Moreover, 10 of the 13 non-financial indicators recorded a month-on-month (MoM) uptick in July 2021, although the pace of the improvement expectedly eased from the levels seen in June 2021, when the state-wise unlocking had commenced, she said.
The YoY performance of GST e-way bills, fuel consumption, electricity generation, output of Coal India Limited (CIL), vehicle registrations, domestic passenger traffic, etc. improved in July 2021 compared to June 2021.
Moreover, the worsening in the YoY performance of some of the remaining indicators such as the output of passenger vehicles (PVs), scooters and motorcycles, was primarily due to the unfavourable base effect.
The report, however, said the sequential momentum of growth eased in July 2021, after having recorded a sharp uptick in June 2021.
While 10 of the 13 non-financial indicators displayed an increase in month-on-month terms in July 2021, the pace of the same trailed the surge in June 2021, for indicators such as vehicle registrations, generation of GST e-way bills and auto output, it said.
In contrast, ports cargo traffic, diesel consumption and rail freight displayed a decline in MoM terms in 2021, it said.

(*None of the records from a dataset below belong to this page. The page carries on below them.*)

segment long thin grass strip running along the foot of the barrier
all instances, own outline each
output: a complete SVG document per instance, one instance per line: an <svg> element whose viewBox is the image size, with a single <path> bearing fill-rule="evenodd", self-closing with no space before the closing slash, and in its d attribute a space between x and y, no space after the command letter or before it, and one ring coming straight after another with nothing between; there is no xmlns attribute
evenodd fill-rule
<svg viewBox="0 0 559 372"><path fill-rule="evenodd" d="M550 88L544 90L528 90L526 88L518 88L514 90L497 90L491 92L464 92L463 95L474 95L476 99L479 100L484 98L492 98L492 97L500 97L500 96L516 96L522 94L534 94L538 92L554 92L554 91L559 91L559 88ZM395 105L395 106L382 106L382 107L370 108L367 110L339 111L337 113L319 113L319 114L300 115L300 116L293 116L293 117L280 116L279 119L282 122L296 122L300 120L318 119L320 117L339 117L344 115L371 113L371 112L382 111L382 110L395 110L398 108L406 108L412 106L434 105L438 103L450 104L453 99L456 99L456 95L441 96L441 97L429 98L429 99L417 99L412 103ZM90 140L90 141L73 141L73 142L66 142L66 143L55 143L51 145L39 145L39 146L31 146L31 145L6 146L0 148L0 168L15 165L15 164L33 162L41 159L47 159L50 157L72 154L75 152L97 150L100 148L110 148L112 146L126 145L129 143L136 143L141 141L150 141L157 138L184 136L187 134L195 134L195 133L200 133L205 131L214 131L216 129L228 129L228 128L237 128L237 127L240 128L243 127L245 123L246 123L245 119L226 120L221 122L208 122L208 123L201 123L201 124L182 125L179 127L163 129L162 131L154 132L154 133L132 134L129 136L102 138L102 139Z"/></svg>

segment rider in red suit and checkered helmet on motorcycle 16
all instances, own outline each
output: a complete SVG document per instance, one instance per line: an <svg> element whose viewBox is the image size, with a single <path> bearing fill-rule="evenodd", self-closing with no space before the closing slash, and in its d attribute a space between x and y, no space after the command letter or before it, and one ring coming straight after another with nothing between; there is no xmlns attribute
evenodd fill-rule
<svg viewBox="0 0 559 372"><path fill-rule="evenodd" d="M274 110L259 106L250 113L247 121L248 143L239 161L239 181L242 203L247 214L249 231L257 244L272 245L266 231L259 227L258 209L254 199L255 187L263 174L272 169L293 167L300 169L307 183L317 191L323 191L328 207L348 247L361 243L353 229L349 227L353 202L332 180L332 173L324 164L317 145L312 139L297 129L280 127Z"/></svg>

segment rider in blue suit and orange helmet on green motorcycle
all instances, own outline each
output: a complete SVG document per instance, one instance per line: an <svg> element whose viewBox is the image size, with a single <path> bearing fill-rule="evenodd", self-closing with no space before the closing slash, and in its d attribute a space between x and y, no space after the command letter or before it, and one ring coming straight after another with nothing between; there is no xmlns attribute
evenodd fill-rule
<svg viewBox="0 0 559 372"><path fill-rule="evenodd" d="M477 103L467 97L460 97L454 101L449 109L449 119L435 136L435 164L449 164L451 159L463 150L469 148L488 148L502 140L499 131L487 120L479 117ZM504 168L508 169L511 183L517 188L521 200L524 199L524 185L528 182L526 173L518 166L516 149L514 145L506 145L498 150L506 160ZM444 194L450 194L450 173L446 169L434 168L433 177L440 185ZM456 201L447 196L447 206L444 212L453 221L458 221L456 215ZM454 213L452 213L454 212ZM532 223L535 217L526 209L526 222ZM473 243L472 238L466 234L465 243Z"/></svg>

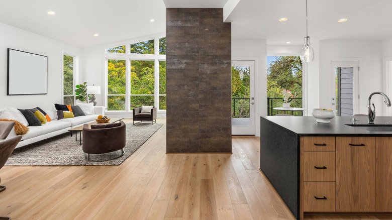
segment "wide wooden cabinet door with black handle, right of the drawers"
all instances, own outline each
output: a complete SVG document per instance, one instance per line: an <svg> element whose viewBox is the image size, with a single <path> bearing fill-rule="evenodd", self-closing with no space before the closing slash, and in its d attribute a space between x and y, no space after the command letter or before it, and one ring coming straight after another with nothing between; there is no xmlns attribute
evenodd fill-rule
<svg viewBox="0 0 392 220"><path fill-rule="evenodd" d="M336 211L375 211L375 137L336 137Z"/></svg>

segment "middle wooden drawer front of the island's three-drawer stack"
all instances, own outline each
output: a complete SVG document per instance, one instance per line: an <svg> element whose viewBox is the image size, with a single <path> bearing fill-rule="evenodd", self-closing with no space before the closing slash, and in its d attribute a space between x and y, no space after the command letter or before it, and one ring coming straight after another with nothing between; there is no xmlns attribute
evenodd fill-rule
<svg viewBox="0 0 392 220"><path fill-rule="evenodd" d="M305 182L335 182L335 152L304 152L303 160Z"/></svg>

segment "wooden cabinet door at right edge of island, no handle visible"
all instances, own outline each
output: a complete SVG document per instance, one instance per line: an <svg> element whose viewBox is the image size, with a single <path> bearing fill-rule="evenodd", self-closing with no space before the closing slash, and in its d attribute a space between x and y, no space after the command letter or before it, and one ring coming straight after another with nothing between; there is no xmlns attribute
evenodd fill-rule
<svg viewBox="0 0 392 220"><path fill-rule="evenodd" d="M376 211L392 212L392 137L376 138Z"/></svg>

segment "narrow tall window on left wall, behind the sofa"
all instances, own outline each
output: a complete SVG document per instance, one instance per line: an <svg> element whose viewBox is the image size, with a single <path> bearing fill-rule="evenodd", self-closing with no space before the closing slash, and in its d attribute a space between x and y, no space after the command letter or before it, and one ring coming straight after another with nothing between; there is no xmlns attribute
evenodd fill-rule
<svg viewBox="0 0 392 220"><path fill-rule="evenodd" d="M63 103L74 104L74 57L63 55Z"/></svg>

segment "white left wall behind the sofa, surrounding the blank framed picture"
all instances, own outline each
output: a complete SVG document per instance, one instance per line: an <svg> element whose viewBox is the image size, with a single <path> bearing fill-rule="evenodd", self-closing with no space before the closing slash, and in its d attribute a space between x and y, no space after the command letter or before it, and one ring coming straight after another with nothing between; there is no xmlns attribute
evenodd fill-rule
<svg viewBox="0 0 392 220"><path fill-rule="evenodd" d="M6 106L54 109L54 103L61 103L62 99L62 50L81 55L81 49L3 23L0 33L0 109ZM48 57L48 94L7 95L7 48Z"/></svg>

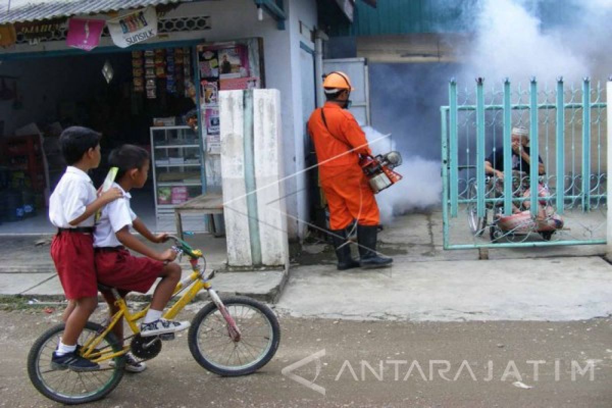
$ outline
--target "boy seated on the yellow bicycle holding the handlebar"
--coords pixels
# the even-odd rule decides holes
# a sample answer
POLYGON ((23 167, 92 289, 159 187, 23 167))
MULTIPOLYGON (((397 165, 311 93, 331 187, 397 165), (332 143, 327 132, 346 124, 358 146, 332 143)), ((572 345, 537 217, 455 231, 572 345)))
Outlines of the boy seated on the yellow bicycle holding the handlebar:
MULTIPOLYGON (((132 188, 141 188, 149 172, 149 154, 138 146, 125 144, 114 149, 108 164, 119 169, 114 187, 122 192, 122 197, 102 209, 100 220, 95 226, 94 251, 95 267, 98 281, 106 286, 116 287, 120 291, 146 293, 157 278, 162 278, 151 300, 151 306, 140 325, 141 336, 157 336, 185 330, 189 322, 168 321, 162 318, 162 311, 171 299, 176 284, 181 279, 181 267, 174 259, 173 250, 158 253, 140 242, 130 233, 130 227, 154 243, 166 242, 167 234, 152 234, 130 208, 132 188), (143 254, 143 257, 132 256, 126 249, 143 254)), ((110 316, 118 311, 112 294, 103 293, 110 307, 110 316)), ((113 328, 119 339, 123 339, 123 321, 113 328)), ((144 363, 128 361, 126 366, 136 365, 133 370, 142 371, 144 363)))

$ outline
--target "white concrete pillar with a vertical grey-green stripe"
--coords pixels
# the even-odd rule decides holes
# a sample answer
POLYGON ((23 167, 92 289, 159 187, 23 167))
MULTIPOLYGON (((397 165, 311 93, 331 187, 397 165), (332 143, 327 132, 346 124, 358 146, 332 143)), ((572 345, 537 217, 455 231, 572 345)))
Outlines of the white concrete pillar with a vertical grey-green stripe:
POLYGON ((228 267, 288 267, 280 94, 219 93, 228 267))

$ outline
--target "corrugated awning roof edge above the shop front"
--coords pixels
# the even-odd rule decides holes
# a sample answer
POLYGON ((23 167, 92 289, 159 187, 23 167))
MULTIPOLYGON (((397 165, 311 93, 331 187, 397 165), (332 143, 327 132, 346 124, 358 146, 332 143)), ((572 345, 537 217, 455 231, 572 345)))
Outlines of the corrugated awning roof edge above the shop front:
POLYGON ((47 0, 28 1, 23 6, 0 10, 0 24, 70 17, 72 15, 98 14, 133 9, 136 7, 176 4, 196 0, 47 0))

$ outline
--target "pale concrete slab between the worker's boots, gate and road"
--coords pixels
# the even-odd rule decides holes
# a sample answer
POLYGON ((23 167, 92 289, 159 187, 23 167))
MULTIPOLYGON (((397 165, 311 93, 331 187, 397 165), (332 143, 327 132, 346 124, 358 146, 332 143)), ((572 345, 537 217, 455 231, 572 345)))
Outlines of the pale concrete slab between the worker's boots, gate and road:
POLYGON ((393 321, 572 321, 612 313, 612 267, 598 257, 394 262, 375 272, 291 271, 291 316, 393 321))

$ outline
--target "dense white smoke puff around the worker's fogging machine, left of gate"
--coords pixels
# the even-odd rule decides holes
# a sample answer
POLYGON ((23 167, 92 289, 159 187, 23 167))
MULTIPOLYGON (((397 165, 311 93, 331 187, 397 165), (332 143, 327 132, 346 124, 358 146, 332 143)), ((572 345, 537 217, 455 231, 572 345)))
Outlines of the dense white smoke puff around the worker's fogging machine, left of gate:
MULTIPOLYGON (((383 135, 371 127, 365 127, 364 132, 375 155, 386 154, 395 149, 395 142, 390 135, 383 135)), ((412 210, 431 209, 440 205, 441 163, 411 156, 409 152, 400 152, 400 154, 403 161, 395 171, 403 178, 376 195, 381 224, 391 223, 394 215, 402 215, 412 210)))

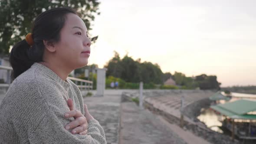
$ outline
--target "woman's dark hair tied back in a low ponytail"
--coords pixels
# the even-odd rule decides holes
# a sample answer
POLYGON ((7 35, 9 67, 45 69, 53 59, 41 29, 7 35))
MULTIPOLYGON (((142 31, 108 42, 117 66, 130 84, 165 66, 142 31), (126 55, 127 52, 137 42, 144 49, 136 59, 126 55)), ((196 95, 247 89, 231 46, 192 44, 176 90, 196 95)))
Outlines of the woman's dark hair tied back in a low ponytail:
POLYGON ((59 7, 46 10, 36 17, 31 31, 33 46, 24 39, 16 43, 10 52, 10 64, 13 67, 12 80, 29 69, 34 62, 43 61, 45 49, 43 40, 59 42, 60 30, 65 24, 67 13, 77 14, 69 7, 59 7))

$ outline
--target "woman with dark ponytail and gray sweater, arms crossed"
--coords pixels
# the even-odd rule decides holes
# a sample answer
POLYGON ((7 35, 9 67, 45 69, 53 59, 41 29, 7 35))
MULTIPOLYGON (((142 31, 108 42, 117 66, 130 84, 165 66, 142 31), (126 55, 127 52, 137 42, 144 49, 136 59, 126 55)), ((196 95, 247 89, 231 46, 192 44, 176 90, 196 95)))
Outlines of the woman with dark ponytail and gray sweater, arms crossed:
POLYGON ((106 144, 72 70, 87 65, 85 23, 67 7, 41 13, 10 53, 13 82, 0 105, 0 144, 106 144))

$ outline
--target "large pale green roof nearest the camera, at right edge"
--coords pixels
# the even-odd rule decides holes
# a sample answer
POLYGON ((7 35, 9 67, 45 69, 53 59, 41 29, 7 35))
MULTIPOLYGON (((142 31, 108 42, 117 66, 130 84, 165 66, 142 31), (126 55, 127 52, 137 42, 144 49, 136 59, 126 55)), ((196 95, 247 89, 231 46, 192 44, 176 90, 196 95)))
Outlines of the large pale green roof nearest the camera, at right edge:
POLYGON ((256 101, 241 99, 220 105, 212 105, 210 108, 233 119, 256 119, 256 115, 248 115, 250 111, 256 111, 256 101))

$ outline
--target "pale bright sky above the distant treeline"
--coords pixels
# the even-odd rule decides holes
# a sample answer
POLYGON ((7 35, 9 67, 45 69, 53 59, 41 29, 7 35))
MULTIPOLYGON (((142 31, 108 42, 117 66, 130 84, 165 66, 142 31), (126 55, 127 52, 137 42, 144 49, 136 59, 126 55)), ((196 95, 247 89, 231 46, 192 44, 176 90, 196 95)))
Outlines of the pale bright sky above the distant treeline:
POLYGON ((224 86, 256 85, 255 0, 102 0, 89 64, 117 51, 163 72, 216 75, 224 86))

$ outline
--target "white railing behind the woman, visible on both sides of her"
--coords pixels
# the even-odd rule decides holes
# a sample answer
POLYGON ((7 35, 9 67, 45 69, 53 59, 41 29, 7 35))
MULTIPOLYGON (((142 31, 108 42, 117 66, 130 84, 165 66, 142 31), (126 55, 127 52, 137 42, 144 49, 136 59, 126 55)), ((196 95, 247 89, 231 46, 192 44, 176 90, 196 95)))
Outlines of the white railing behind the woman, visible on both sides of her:
MULTIPOLYGON (((12 67, 9 66, 2 66, 0 65, 0 69, 5 69, 7 70, 7 83, 6 84, 0 84, 0 88, 8 88, 10 86, 11 80, 10 80, 10 75, 11 71, 13 70, 12 67)), ((80 90, 92 90, 92 81, 84 80, 84 79, 78 79, 74 77, 68 77, 70 80, 74 80, 75 84, 77 85, 78 82, 80 82, 80 85, 77 85, 80 90)))

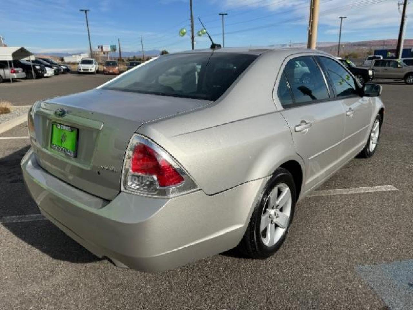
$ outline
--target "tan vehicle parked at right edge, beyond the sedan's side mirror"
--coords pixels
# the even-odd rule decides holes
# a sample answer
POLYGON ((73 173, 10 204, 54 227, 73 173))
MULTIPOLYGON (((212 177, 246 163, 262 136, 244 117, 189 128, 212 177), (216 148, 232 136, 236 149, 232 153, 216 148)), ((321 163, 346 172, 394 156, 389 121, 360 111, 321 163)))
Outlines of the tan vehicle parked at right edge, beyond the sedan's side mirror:
POLYGON ((406 84, 413 84, 413 67, 397 59, 373 60, 370 69, 374 77, 379 79, 400 79, 406 84))

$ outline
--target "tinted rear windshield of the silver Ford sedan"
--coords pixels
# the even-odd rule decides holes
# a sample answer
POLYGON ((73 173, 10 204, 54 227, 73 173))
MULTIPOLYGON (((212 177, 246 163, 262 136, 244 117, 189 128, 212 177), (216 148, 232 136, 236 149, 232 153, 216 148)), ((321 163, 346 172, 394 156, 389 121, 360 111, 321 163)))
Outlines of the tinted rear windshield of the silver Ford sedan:
POLYGON ((105 89, 216 100, 256 55, 194 53, 161 56, 121 76, 105 89))

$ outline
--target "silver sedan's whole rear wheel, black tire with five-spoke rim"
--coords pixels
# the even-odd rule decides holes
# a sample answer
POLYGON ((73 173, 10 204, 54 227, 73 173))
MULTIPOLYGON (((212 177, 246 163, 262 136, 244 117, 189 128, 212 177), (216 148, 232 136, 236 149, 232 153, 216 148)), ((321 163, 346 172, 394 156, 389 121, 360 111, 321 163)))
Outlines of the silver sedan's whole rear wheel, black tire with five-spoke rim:
POLYGON ((294 179, 289 171, 278 168, 261 192, 240 242, 240 251, 249 258, 265 259, 273 255, 285 241, 295 203, 294 179))

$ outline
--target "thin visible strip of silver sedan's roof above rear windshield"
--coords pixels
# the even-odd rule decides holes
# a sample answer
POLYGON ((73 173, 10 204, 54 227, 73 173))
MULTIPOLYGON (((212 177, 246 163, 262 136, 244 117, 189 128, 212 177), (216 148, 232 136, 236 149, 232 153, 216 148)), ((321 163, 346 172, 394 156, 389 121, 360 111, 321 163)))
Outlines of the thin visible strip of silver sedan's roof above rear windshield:
POLYGON ((210 53, 214 51, 214 53, 232 53, 232 54, 249 54, 249 55, 261 55, 265 52, 273 52, 277 53, 280 55, 285 55, 285 54, 298 54, 298 53, 304 53, 304 52, 311 52, 311 53, 318 53, 318 54, 325 54, 325 55, 330 55, 326 52, 323 52, 321 50, 311 50, 308 48, 276 48, 272 46, 249 46, 249 47, 231 47, 231 48, 219 48, 216 50, 211 50, 209 48, 203 48, 199 50, 185 50, 182 52, 176 52, 173 54, 182 54, 182 53, 210 53))

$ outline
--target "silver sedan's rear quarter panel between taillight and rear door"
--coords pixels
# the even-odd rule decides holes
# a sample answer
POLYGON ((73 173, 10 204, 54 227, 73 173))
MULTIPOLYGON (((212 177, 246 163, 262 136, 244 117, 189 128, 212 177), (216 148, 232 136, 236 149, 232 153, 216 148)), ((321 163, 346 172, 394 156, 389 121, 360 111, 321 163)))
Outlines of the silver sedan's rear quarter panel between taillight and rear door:
POLYGON ((208 195, 268 176, 287 160, 301 164, 272 99, 282 60, 261 55, 215 103, 138 132, 175 157, 208 195))

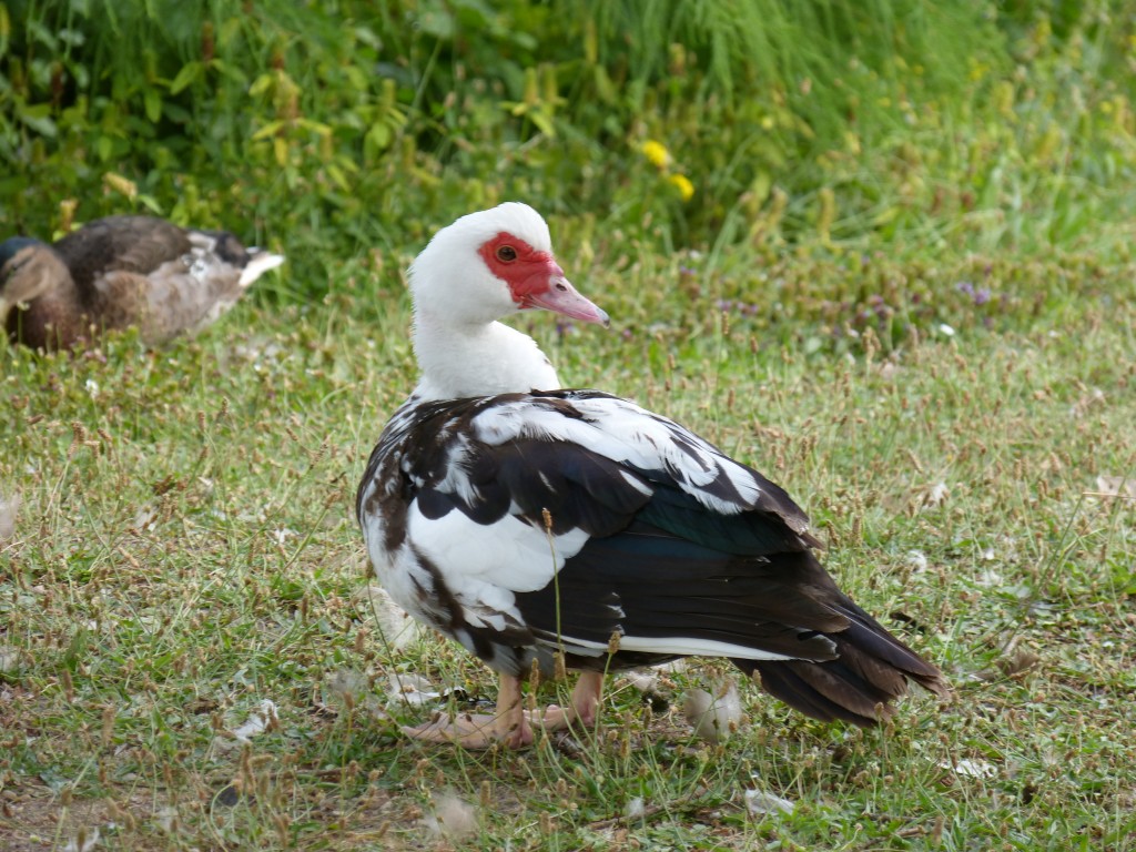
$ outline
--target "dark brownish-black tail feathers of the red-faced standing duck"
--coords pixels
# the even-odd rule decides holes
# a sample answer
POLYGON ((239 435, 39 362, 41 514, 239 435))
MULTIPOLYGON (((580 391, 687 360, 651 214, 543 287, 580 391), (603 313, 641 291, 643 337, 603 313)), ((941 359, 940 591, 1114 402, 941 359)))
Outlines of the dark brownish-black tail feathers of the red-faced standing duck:
POLYGON ((852 601, 845 598, 841 604, 851 624, 840 633, 825 634, 836 645, 836 659, 732 662, 747 675, 758 671, 766 691, 822 721, 878 725, 880 718, 894 712, 891 702, 908 691, 909 680, 936 695, 947 695, 950 690, 937 668, 852 601))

Nayar said the volumes of seven of the 13 non-financial indicators (non-oil merchandise exports, GST e-way bills, electricity generation, CIL’s output, petrol consumption, PV output and rail freight traffic) rose above both their pre-Covid as well as April 2021 levels in July 2021.
“As the states started unlocking, the mobility for retail and recreation posted a sharp improvement from around 60 per cent below baseline at end-May 2021 to 23 per cent below baseline by end-July 2021 (seven-day moving average),” she said.
FASTag toll collections rose by 15.5 per cent to Rs 2,980 crore in July 2021, while mildly trailing the record-high of Rs 3,090 crore in March 2021, she added.
The agency further said the early data for August 2021 indicates a mixed trend across the available indicators.
While petrol sales of state refiners in the first half of August 2021 exceeded both the year-ago and pre-Covid levels, those for diesel continued to trail their pre-Covid performance, it said.
The daily average generation of GST e-way bills remained flattish in the first half of August 2021, relative to July 2021.
The YoY rail freight growth stood at a healthy 14.1 per cent during August 1-10, 2021, the agency added.